The Blizzard of 2010




This weekend we had 23 inches of snow. I lost electric power at 3 AM on Saturday and as of Sunday there still is no power. No power means no water and no heat. But fortunately I live surrounded by a forest so I had plenty of firewood to keep the house warm.

I brought a handful of books to read but when the power winked off I turned on my portable radio and listened to WTOP news which was my link to civilization. Without internet, television, lights, one suddenly feels cut off from modernity even when more antiquated pleasures (books) fill the house.

The snow was so deep my dozen pregnant goats could hardly walk through the same. The ones that ventured out from their little barn descended onto a pine tree which fell across the yard--they like to eat pine needles. Yuck! The little female Spanish goat, the one who is so flighty, hopped like a rabbit in the head high snow. "Dog" the little goat that I bottle fed followed the Great Pyrenees guard dog to the house to be near to me. This goat's mother died the day she was born. So she thinks I am her mother.

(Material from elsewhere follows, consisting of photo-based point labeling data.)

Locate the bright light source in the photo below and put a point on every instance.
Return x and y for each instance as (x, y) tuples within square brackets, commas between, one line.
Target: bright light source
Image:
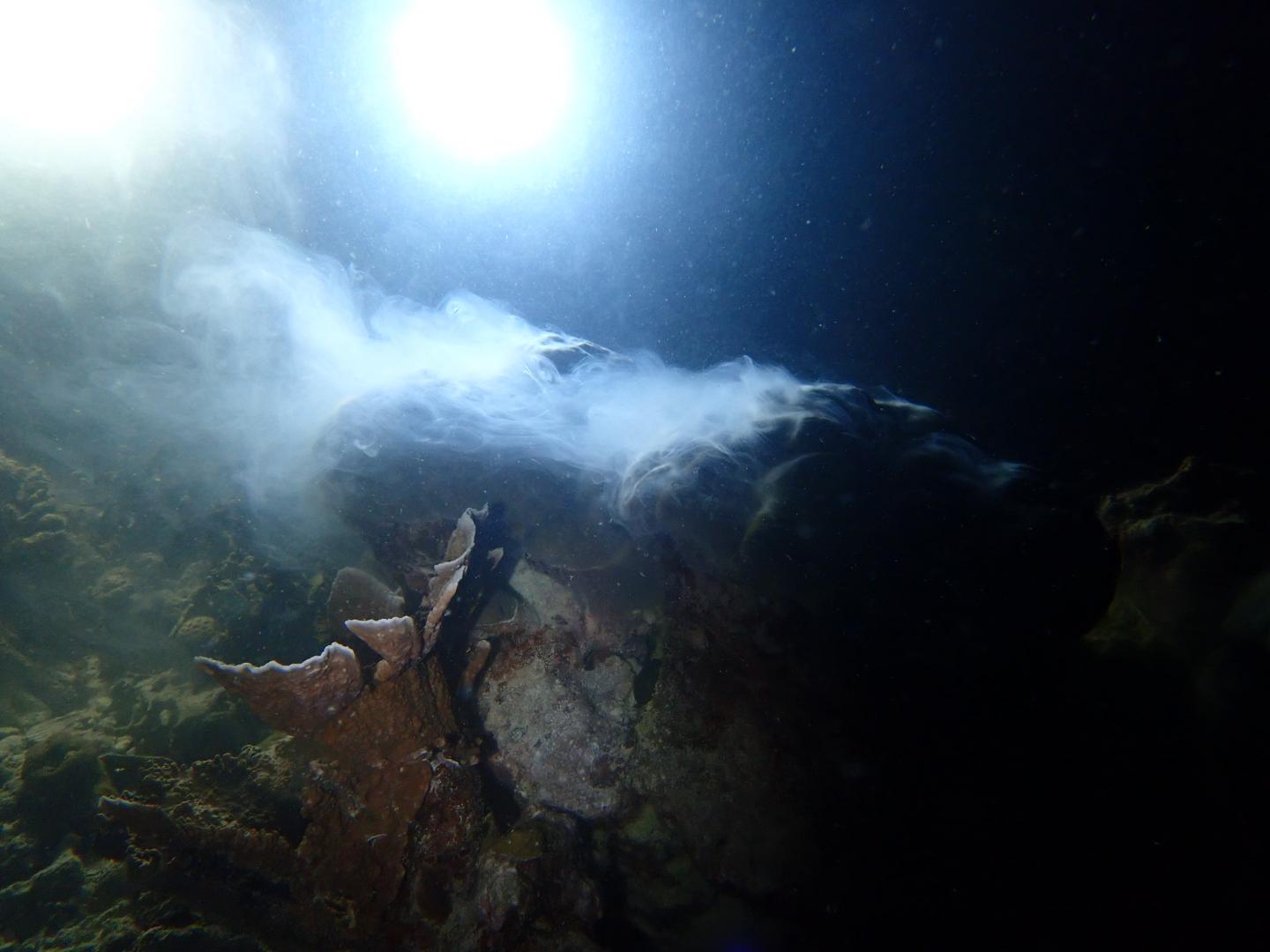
[(77, 68), (485, 79)]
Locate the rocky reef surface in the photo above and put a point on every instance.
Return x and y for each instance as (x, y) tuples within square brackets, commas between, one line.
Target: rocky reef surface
[(465, 744)]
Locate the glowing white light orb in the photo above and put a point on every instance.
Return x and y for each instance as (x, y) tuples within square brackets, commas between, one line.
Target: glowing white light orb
[(77, 68), (484, 79)]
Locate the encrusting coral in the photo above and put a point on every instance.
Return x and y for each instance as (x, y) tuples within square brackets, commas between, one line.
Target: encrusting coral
[(392, 743)]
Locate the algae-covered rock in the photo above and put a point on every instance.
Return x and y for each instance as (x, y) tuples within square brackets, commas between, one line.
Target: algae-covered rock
[(1194, 562)]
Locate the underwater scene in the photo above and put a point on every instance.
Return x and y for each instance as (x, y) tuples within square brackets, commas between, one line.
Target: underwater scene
[(566, 475)]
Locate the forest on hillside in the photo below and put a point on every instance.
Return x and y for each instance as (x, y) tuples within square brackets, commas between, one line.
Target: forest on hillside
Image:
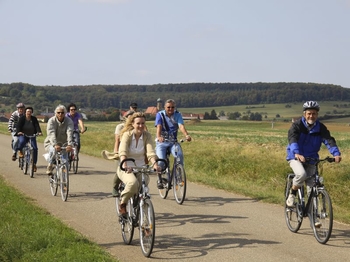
[(101, 97)]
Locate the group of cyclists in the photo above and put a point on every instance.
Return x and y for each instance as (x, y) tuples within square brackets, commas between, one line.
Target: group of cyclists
[(132, 140), (60, 129)]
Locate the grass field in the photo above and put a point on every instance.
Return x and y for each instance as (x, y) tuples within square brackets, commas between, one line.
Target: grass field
[(237, 156)]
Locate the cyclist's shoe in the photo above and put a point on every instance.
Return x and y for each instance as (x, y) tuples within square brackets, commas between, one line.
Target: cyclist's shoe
[(290, 200), (160, 184), (115, 193), (49, 169), (122, 209), (318, 224)]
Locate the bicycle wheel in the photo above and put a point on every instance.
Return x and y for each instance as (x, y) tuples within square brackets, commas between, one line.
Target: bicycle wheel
[(322, 216), (164, 191), (53, 183), (126, 222), (25, 160), (31, 164), (147, 226), (75, 161), (179, 184), (292, 214), (64, 182)]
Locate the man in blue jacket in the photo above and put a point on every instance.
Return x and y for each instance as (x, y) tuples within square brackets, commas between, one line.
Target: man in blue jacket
[(305, 138)]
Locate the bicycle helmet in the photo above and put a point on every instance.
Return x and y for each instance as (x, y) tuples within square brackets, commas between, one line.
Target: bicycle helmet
[(20, 105), (311, 105)]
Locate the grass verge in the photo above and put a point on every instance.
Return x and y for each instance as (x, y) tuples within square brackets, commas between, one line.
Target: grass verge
[(28, 233)]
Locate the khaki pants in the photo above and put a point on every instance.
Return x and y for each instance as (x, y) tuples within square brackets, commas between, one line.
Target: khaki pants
[(132, 184)]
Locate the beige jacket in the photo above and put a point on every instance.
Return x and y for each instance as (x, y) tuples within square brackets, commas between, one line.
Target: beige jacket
[(147, 142), (58, 132)]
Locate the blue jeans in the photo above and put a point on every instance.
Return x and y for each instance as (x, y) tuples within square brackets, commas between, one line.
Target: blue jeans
[(161, 150), (22, 140)]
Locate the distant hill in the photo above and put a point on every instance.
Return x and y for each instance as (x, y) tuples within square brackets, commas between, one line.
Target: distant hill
[(101, 97)]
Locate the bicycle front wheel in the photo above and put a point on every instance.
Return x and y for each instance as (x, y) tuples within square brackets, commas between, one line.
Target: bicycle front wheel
[(75, 161), (31, 164), (64, 182), (147, 227), (25, 162), (53, 184), (126, 222), (292, 214), (322, 216), (179, 184)]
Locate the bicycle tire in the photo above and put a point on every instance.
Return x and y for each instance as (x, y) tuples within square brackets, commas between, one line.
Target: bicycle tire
[(147, 226), (126, 222), (179, 183), (53, 183), (292, 215), (322, 212), (31, 164), (64, 182), (75, 161), (165, 190), (25, 162)]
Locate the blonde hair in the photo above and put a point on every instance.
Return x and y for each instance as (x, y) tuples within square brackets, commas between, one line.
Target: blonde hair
[(129, 121)]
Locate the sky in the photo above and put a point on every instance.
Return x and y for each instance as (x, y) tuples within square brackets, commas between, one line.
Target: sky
[(146, 42)]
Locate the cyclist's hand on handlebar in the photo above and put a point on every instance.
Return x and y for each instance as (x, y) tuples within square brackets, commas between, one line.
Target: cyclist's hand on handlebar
[(337, 159), (301, 158), (69, 148)]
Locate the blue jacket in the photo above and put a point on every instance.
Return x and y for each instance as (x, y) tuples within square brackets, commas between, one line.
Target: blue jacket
[(308, 142)]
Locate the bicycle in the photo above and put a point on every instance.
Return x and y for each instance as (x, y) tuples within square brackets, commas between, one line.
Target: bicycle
[(176, 177), (27, 161), (61, 176), (73, 156), (318, 207), (140, 212)]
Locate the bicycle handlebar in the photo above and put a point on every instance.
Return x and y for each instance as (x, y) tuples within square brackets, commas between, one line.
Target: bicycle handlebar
[(144, 169)]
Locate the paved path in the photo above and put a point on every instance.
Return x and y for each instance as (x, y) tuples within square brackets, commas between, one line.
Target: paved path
[(211, 225)]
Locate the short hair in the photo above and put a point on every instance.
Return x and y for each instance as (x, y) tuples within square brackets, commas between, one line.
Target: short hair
[(61, 107), (29, 107), (172, 101)]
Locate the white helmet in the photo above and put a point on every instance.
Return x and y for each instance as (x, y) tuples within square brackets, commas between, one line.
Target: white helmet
[(311, 105)]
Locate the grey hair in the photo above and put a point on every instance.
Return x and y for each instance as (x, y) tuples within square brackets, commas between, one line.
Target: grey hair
[(172, 101), (60, 107)]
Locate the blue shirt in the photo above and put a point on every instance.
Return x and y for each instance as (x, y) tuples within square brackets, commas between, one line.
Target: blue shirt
[(169, 129)]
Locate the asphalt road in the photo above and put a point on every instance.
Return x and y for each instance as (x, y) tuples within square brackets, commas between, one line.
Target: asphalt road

Sunday I left for the city for a house with heat and a hot shower leaving the animals with a bale of hay and dog and cat pails filled to the top. It was no problem for me to get out of the farm and drive back to the city on Sunday as I parked my truck next to the neighbors driveway. He has a huge John Deere tractor so plowed his drive. I sold my tractor last year so my goatherd will have to trudge 1/4 mile up to the house on foot since the snow is too deep to navigate even in a 4x4. (I pay her double salary when the snow piles deep.)